David Rhys Williams (1890 – March 28, 1970) was an American Congregational and Unitarian minister who wrote a Marlovian book called Shakespeare Thy Name Is Marlowe.

==Biography==
Rhys Williams was born in 1890 to David Thomas Williams. In 1919 he participated in the dispute resolution between the International Structural Steel and Iron Workers Union and the Contractors Association of Cleveland, Ohio, where he was a labor arbitrator. During the 1920s and 1930s he joined the League for Industrial Democracy and by 1936 became a member of its local planning committee in Rochester, New York. In 1928 he left the Third Unitarian Church of Chicago. He supported Soviet-American relations between 1929 and 1931, probably because his brother, Albert, was a journalist in Russia, and took part in the Open Road to Russia movement. From 1933 to 1934 he was a vice president of the Rochester Torch Club, and a year later became its president, holding that office for a year. From 1936 to 1937 he served as president of the Unitarian Fellowship for Social Justice. In 1938 he was charged with Communism by the Rochester Social Justice Club because of his opposition to the racist and anti-Semitic opinions of Charles Coughlin.

From 1928 to 1958 he served as minister at the First Unitarian Church of Rochester, and continued there as Minister Emeritus until his death. During the 1950s he stood in opposition to Senator Joseph McCarthy and to New York's Feinberg Law (which barred "subversives" from teaching in the state's public schools). Two years later he was given the Champion of the Oppressed award by the Unitarian Fellowship for Social Justice.

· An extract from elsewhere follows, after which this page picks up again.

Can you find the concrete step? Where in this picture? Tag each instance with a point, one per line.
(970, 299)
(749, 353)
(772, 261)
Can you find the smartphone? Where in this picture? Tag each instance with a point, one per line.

He advocated independence for India, Ireland, and the Philippines, and for the Jews to be permitted to settle in Palestine. He also was one of the signers of the Humanist Manifesto and was a member of the World Parliament of Religions. He sponsored the Emergency Committee in Cuba and the Mental Hygiene Society in Monroe County, New York. He supported the abolition of the House Un-American Committee. He was a chairman of the Rochester Committee to Aid Spanish Democracy. He advocated placing Susan B. Anthony in the Hall of Fame, and funding for the Black Affairs Council of the Unitarian Universalist Association.